“The Philippines will continue to enjoy the robust economy in 2019 as the strong domestic demand continues”, DTI Secretary Ramon Lopez revealed during the DTI Press Conference on the 2018 Accomplishment Report and Program Outlook for 2019.
The Trade Chief provided a very comprehensive report with historical data explaining how the Philippines is able to achieve this growth despite challenges like inflation and other external forces which are obviously beyond our country’s control.
According to Secretary Lopez, since 1999, the Philippines Gross Domestic Product (GDP) sustains 79 consecutive quarters of positive growth, breaking the “boom-bust” cycle.
From 2010-2015, Philippines’ GDP growth averaged 6.2%, and then in first to third quarter of 2016, it hit at the highest of 6.6%. Last year, the government made a forecast of growth at 6.5% to 6.9% and 7% to 8% for 2019-2022.
Our country’s strong domestic demand in services and industry was reinforced by construction under the Build, Build, Build program. While the average manufacturing growth is 7.6% and food manufactures, communication equipment and chemicals are the leading sectors.
Interestingly, the job quality has improved in 2016-2018 with underemployment averaging 16.9%, down from 19.0% in 2010-2015. Underemployment rates of 16.1% in 2017 and 16.4% in 2018 were the two-lowest figures for the past 30 years or so.

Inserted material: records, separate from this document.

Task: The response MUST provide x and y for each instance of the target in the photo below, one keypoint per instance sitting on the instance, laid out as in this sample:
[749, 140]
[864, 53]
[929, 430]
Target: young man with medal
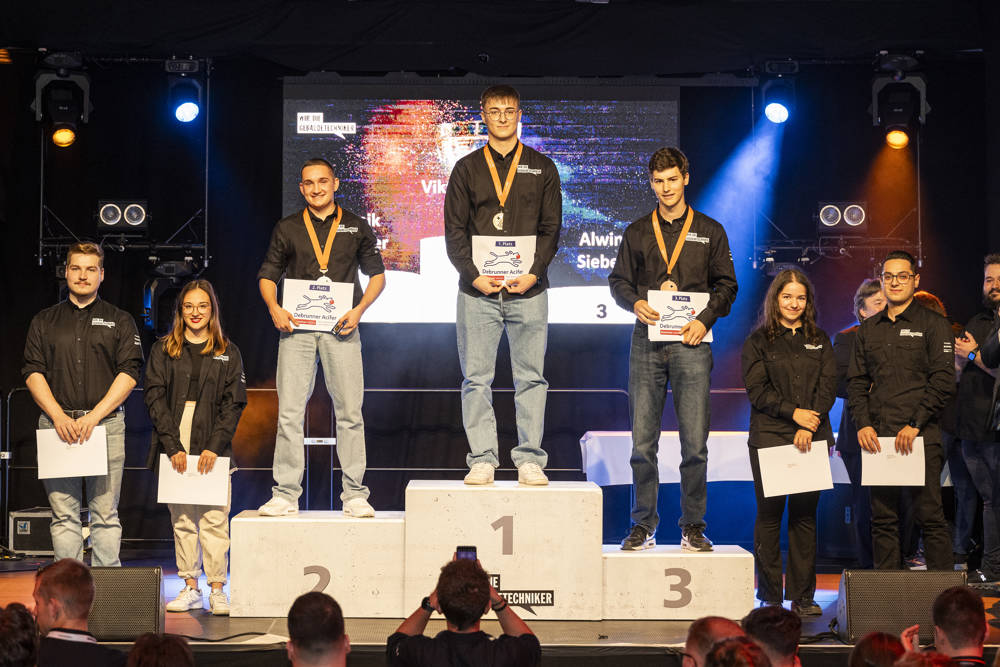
[698, 261]
[295, 253]
[507, 191]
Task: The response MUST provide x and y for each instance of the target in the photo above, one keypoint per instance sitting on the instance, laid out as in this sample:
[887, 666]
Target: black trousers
[927, 510]
[800, 579]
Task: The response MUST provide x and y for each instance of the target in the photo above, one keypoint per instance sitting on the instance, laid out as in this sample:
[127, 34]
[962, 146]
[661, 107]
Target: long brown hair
[770, 314]
[217, 342]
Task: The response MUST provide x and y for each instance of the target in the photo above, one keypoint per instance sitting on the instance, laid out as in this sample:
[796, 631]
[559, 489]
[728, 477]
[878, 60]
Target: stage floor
[219, 640]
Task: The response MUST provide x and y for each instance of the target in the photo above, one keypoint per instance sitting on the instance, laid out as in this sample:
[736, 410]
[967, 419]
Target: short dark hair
[776, 628]
[463, 592]
[876, 649]
[708, 630]
[667, 157]
[18, 636]
[737, 652]
[960, 614]
[153, 650]
[500, 92]
[315, 624]
[867, 288]
[318, 162]
[901, 254]
[86, 248]
[70, 582]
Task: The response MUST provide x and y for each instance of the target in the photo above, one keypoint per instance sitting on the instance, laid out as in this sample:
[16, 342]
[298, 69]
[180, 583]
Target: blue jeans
[687, 369]
[299, 353]
[965, 494]
[983, 462]
[66, 497]
[480, 321]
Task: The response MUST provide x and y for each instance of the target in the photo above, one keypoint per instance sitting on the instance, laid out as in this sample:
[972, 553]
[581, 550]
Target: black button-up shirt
[291, 253]
[902, 370]
[705, 264]
[783, 374]
[975, 389]
[80, 351]
[533, 208]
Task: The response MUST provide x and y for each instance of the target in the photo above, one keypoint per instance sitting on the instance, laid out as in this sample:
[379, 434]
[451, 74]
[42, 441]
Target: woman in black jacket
[791, 380]
[195, 392]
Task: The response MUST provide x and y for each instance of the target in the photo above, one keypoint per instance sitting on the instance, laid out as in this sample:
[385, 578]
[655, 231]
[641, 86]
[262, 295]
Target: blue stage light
[776, 112]
[186, 112]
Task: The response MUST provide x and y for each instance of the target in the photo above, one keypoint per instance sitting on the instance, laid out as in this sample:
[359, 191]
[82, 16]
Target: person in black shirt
[348, 244]
[704, 265]
[791, 380]
[900, 377]
[463, 595]
[195, 392]
[82, 358]
[63, 594]
[478, 209]
[868, 301]
[975, 414]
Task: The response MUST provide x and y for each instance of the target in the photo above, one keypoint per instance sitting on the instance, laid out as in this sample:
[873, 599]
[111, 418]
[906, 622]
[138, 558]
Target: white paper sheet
[57, 459]
[890, 468]
[785, 470]
[676, 309]
[316, 304]
[503, 257]
[192, 487]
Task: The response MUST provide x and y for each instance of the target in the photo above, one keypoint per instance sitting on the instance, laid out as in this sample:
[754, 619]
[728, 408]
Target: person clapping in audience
[791, 380]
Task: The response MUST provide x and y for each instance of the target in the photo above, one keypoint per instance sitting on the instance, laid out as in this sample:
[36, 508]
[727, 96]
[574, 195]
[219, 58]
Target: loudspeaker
[890, 601]
[128, 603]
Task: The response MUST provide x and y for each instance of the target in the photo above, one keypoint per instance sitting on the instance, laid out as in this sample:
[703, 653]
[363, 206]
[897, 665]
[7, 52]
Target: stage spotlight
[779, 99]
[842, 218]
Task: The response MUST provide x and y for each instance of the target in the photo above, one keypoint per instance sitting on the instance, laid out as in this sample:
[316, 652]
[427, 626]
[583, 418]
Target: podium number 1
[505, 523]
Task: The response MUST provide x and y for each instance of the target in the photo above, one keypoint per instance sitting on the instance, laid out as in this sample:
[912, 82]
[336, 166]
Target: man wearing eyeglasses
[901, 373]
[504, 196]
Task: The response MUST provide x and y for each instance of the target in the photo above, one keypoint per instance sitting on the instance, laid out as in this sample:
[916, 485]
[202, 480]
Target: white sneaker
[530, 474]
[218, 603]
[480, 474]
[189, 598]
[277, 506]
[358, 508]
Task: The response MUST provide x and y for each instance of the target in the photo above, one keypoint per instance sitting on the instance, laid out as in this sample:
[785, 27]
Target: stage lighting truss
[842, 218]
[62, 102]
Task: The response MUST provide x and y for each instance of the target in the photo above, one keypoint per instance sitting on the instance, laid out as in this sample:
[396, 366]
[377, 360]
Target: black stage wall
[132, 144]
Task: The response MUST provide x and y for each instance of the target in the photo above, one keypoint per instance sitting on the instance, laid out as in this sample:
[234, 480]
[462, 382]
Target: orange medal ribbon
[322, 256]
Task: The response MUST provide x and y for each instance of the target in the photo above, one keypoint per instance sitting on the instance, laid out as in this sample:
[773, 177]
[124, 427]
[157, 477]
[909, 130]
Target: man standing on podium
[699, 261]
[295, 253]
[505, 189]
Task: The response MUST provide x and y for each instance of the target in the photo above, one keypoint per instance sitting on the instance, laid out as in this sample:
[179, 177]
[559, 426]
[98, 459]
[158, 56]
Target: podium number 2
[681, 587]
[506, 524]
[322, 573]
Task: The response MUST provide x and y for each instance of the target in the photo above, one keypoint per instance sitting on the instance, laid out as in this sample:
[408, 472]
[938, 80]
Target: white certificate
[503, 257]
[58, 459]
[191, 487]
[890, 468]
[676, 309]
[785, 470]
[317, 304]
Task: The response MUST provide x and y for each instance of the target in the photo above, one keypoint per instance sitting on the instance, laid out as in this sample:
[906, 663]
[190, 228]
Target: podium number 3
[506, 524]
[322, 573]
[681, 587]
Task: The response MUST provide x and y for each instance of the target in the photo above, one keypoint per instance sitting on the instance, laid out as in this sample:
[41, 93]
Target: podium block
[667, 583]
[541, 545]
[359, 562]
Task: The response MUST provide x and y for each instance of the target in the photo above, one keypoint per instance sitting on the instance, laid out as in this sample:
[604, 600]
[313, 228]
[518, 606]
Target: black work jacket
[221, 397]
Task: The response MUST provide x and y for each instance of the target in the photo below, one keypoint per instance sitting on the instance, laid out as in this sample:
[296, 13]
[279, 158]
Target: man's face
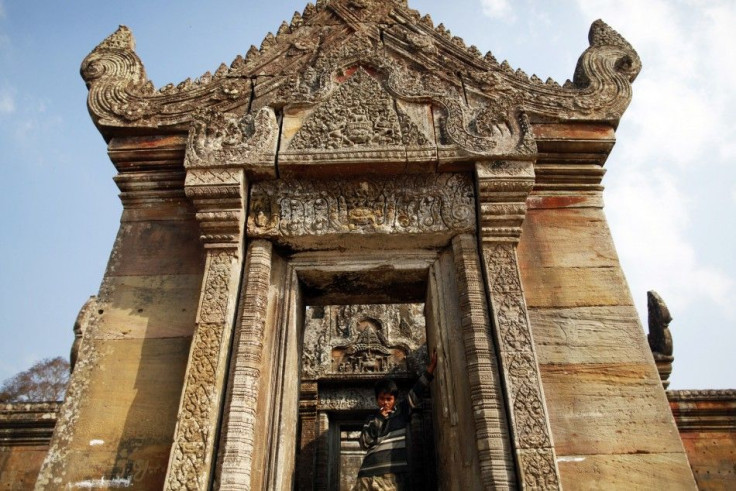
[386, 402]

The Trade Chief acknowledged the effect of the inflation rate in the country. But the government did everything to come up with anti-inflation measures which are Non-Monetary Measures to help ease inflation pressures.
Lopez also pointed out that the Philippines’ inflation is relatively low and manageable during this decade compared with previous decades and he presented the historical data to substantiate his claim wherein back in 1980-1989, the inflation rate record was 15.2%, while from 2010-2015 was 3.1% same with 2016-2018 which was also 3.1%.
While the Board of Investment (BOI) Philippines doubled average investments from 380B in the year 2010-2016 to 766B in 2017-2018’s 915B which is up by 48%. Then the investments outside Metro Manila accounted for 86%.
The Top Sectoral Performers based on investment are the Manufacturing, Transport and Storage, Water and Sewage, Retail and Accommodation.
On the issue about Hanjin, Lopez said that there was an ongoing negotiation with 2 Chinese companies who showed interest in looking at either joint venture and full take over. But for the displaced employees, the DTI is working on the re-employment of the 7,000 who were displaced last December and another 3,000 by the first quarter.
The Trade Secretary is confident that there are many job opportunities awaiting for the displaced workers even in the area of Central Luzon alone.